Well, like I said Slick is not an ORM whereas Diesel is. Slick is not as much about an ORM abstraction, but writing SQL queries in Scala by leveraging it's collections library, taking advantage of Scala's advanced features such as operator overloading, etc.

For instance this is an example from Diesel:

Post::belonging_to(user).load(&connection)

And this is how it would look like in Slick:

Post.filter(_.userID === 1).result

So both of the above would translate into SQL "SELECT * FROM posts WHERE user_id = 1", however Slick is more explicit whereas Diesel definitely feels like an ORM. The tripple equals in Slick example for instance is a nice touch and an example of operator overloading, because userID could be of type Integer or Option[Integer] (nullable field) and it would work both ways.

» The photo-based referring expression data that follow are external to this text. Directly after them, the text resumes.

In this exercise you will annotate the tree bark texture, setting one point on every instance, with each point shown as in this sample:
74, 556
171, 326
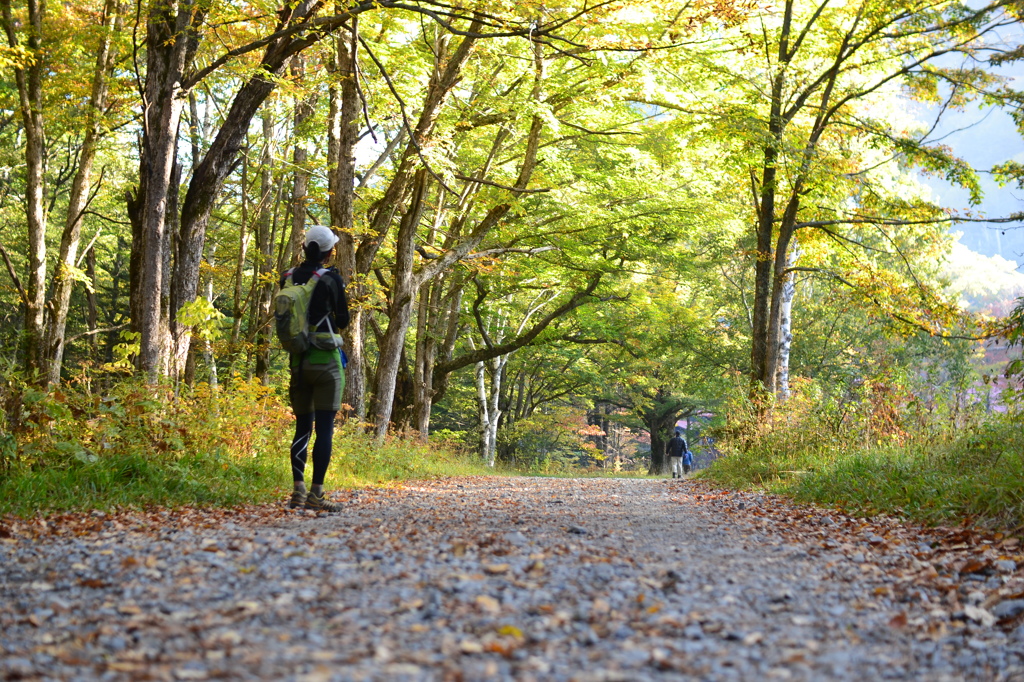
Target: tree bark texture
400, 309
209, 177
64, 279
171, 44
342, 135
29, 81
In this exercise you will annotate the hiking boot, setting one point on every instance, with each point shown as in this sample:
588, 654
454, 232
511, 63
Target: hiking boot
320, 503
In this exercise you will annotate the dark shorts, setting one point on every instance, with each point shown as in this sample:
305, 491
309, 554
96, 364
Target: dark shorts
317, 383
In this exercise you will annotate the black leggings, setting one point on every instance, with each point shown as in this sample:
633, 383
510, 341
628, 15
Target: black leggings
322, 448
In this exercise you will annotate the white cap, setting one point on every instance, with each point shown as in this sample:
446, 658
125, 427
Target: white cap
323, 236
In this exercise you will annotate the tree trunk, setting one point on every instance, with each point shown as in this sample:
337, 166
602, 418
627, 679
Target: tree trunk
785, 329
761, 378
262, 290
342, 135
30, 93
300, 177
220, 159
431, 385
400, 310
171, 43
64, 280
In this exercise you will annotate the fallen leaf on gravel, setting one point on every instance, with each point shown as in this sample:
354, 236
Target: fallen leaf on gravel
979, 614
470, 646
976, 566
510, 631
487, 604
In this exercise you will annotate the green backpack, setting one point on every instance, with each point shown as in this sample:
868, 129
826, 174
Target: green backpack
292, 315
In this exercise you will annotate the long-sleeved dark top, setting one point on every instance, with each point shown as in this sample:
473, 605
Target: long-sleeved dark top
329, 296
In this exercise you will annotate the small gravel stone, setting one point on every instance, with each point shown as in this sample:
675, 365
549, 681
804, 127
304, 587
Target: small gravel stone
1009, 609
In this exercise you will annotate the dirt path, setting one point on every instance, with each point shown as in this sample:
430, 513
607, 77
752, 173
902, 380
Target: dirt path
523, 579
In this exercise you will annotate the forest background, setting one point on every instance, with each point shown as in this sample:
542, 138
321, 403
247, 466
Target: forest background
565, 228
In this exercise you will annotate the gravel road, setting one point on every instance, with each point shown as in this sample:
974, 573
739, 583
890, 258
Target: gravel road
501, 578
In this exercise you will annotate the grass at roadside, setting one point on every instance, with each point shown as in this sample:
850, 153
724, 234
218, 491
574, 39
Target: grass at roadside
134, 448
976, 476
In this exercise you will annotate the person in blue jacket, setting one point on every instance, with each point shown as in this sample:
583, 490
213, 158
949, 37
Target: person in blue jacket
679, 455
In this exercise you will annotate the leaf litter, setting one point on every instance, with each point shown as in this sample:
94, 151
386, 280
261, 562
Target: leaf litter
466, 579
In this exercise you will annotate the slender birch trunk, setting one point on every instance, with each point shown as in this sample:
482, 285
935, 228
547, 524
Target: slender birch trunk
29, 81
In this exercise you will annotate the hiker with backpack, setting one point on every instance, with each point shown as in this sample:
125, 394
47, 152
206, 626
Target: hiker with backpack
310, 310
679, 455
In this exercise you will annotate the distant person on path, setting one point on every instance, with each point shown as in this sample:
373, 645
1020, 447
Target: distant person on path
317, 375
677, 452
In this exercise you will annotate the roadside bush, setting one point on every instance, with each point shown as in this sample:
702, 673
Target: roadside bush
836, 450
139, 445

steveklabnik · on Aug 2, 2017

> like I said Slick is not an ORM whereas Diesel is.

I personally find "ORM" to be such a broad term as to be almost meaningless. This may be a personal problem :)

I see now. I am pretty sure that you could write

  posts.filter(user_id.eq(1)).load(&connection)

if you wanted; the belonging_to is just fancier and a bit shorter.

Anyway, thank you! I've mentally filed a "check out Slick sometime" bug for my infinite personal-to-do list :)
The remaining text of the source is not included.